Accordingly, a range of helpful clinical practice guidelines are suggested in health care for autistic children, adults, and their caregivers. Such guidelines likely will be informative in the development of clinical practice guidelines for older autistic adults and their caregivers.

Guided by literature and research advancement such as that offered above, examination of healthcare approaches, communication strategies, environmental modification, collaborative support of professionals and social care, and community practice and treatment modification, is anticipated to inform clinical guidelines supporting care for older autistic adults. Such advancement is anticipated to optimize targeted care to this population in ultimately supporting well-being in later years.

 

7. Recommendations

Areas of needed advancement in this field are substantial. Emergent recommendations are as follows.

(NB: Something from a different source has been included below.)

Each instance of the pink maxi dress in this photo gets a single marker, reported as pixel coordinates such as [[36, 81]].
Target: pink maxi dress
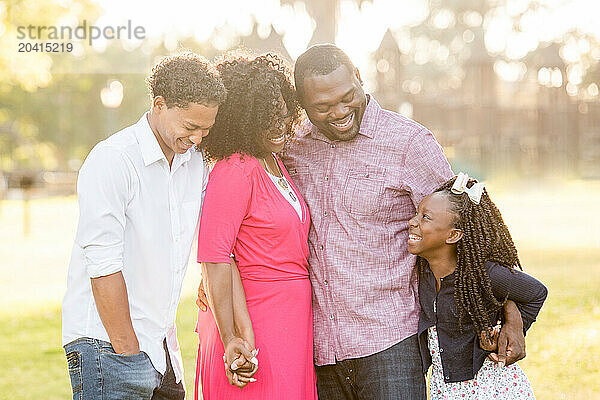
[[245, 214]]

  1. Further evidence about the physical and mental healthcare needs of older autistic adults is urgently needed.
  2. Practice guidelines would assist health care providers in relevant areas of care delivery common in older adulthood, i.e., autism relative to Alzheimer’s disease, Parkinson’s disease, etc.
  3. There is need to develop housing resources that support optimal living arrangements and care in older age.
  4. Development of interventional supports is needed, with attention to sex/gender and other Social Determinants of Health. Given relatively few studies to date, future work in addressing the intersectional and diverse needs of the aging autistic population needs to be a priority in research and practice.
  5. Engagement, recruitment, and training of researchers and health care providers focused on autism and aging is warranted. This invites greater emphasis on interdisciplinary training and research focused on aging in autism. Accordingly, greater attention to this issue and advocacy is recommended.